Write Path

DSE Version: 6.0



Hi everybody! This is Joe Chu and welcome to the topic of this video, the DSE Search write path. In this video we'll be taking a look at how indexing takes place in Search, which will start with what happens when a write request is sent to the DSE cluster, and then following that request as it is sent to the replica node, and then indexed.

Typically, indexing does not happen unless there is a CQL write request that takes place, whether that is a INSERT, UPDATE or DELETE. The write request is still defined by the replication set for the keyspace, and the consistency level set for the operation. Depending on the number of replicas, the request will be forwarded to the appropriate nodes where the write is processed and the indexing follows afterwards. The indexing occurs independently across each of the Search nodes, with only the local data on a node being indexed. It's only when the write request has been processed and the indexing has completed would the write request be considered to be completed on the node.

The other way that indexing may occur would be in the event of a index rebuild, which can occur when a search index is created or reloaded, or triggered manually by a user. The rebuild will cause all nodes to read through their partitions and reindex that data, following the same path that we'll be seeing in just a few slides.

Here you can see an example of a DSE search cluster that is divided into two datacenters: a Search datacenter and a Cassandra datacenter. Based on the keyspace definition in the upper right, the data that will be written to the tables in this keyspace will have 2 replica nodes in the search datacenter, and three replica nodes in the Cassandra datacenter, for a total of five replicas.

Let's take a look at a write request that may take place, starting with a client that is connected to a node in the search datacenter. Without taking DSE Search into consideration, the write request will still follow the normal Cassandra write path, attempting to send the request to all five replica nodes asynchronously, and then waiting for enough responses to fulfill the requirements for the consistency level set for the write request.

Here the write request is forwarded to five different nodes, two in the search datacenter, and three in the cassandra datacenter. It doesn't matter that the write request originated in the search datacenter, the data for the write request will still be forwarded to the corresponding replica nodes in both of the datacenters.

Likewise, you can also have a client sending a write request to a node in the Cassandra datacenter.

The writes will still be forwarded to the five nodes across both datacenters. In fact, it makes sense to keep write requests to a datacenter meant for handling pure transactional writes and queries and can be scaled accordingly to handle that workload. Data can still be replicated to nodes on the search datacenter, and the datacenter can be scaled to handle the workload for search queries.

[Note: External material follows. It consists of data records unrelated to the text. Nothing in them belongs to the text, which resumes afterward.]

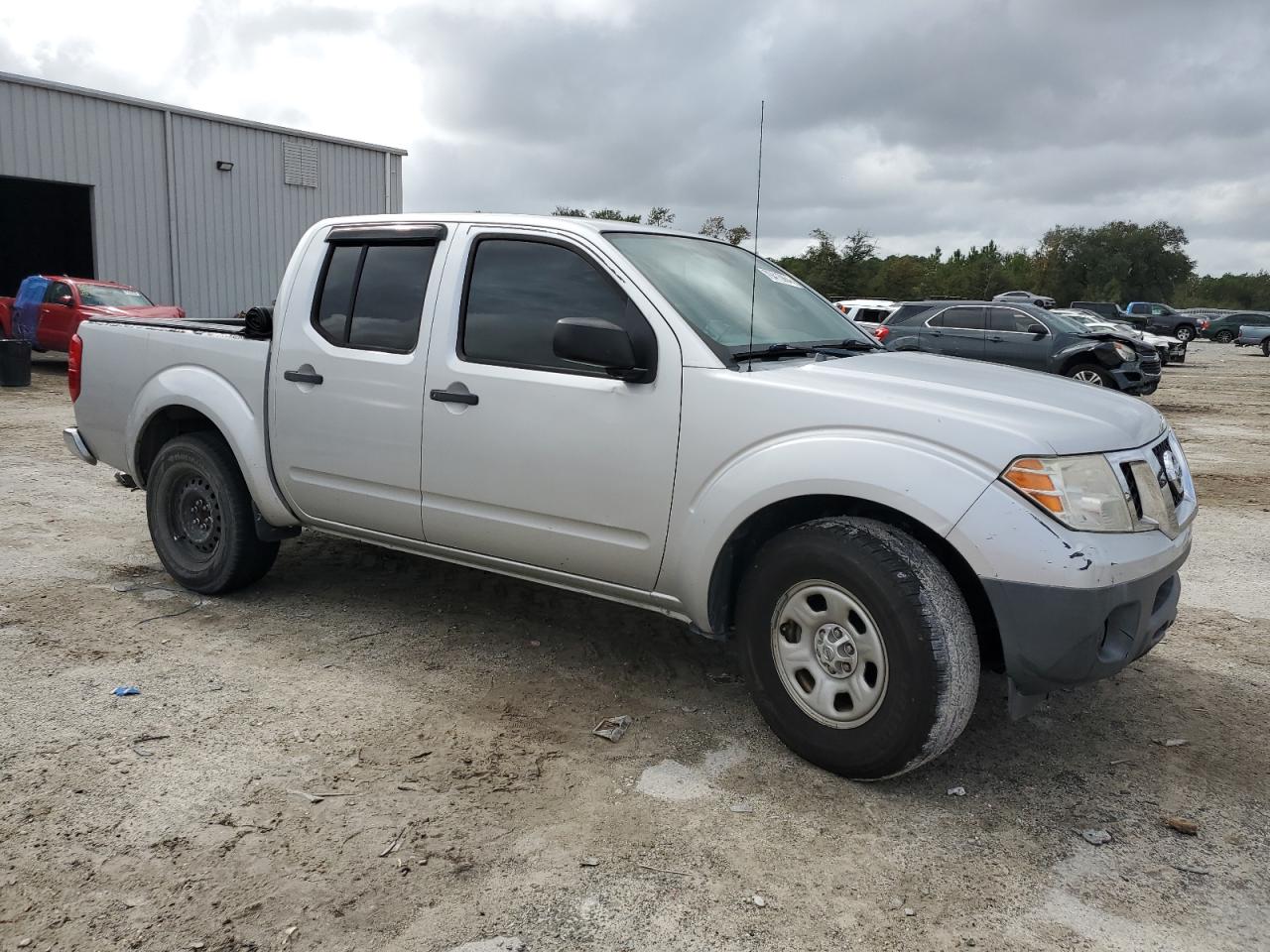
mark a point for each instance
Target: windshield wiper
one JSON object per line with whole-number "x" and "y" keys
{"x": 774, "y": 352}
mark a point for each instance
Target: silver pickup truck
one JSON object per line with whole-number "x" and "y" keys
{"x": 670, "y": 421}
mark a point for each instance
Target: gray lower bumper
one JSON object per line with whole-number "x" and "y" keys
{"x": 1058, "y": 638}
{"x": 76, "y": 444}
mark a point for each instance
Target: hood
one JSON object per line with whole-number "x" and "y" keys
{"x": 159, "y": 311}
{"x": 1014, "y": 412}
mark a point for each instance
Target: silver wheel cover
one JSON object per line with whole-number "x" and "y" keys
{"x": 828, "y": 653}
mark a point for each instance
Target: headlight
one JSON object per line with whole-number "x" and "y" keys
{"x": 1080, "y": 492}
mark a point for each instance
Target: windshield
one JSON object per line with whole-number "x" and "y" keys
{"x": 109, "y": 296}
{"x": 708, "y": 284}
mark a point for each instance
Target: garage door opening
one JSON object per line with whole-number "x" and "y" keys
{"x": 46, "y": 227}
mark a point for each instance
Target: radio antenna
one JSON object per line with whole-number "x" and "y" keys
{"x": 758, "y": 199}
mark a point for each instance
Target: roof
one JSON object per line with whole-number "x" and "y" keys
{"x": 557, "y": 222}
{"x": 194, "y": 113}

Now we get to the tasks that take place at the node level. Regardless of the number of replicas that the write request would be sent to, they all should do the same thing, although not necessarily at the same time.

The first thing that happens is that the write request itself is executed. That means that a row or partition is inserted, updated, or deleted.

Once that is completed, the secondary index hook will trigger the indexing for that data, and is divided up into two parts.

The first is the PREPARE phase which is when the partition data is read from the database before actually being indexed. We'll get into the reasoning behind why the data needs to be read again in just a bit.

The second, and final phase is the EXECUTE phase, which is when the search index is updated based on read data.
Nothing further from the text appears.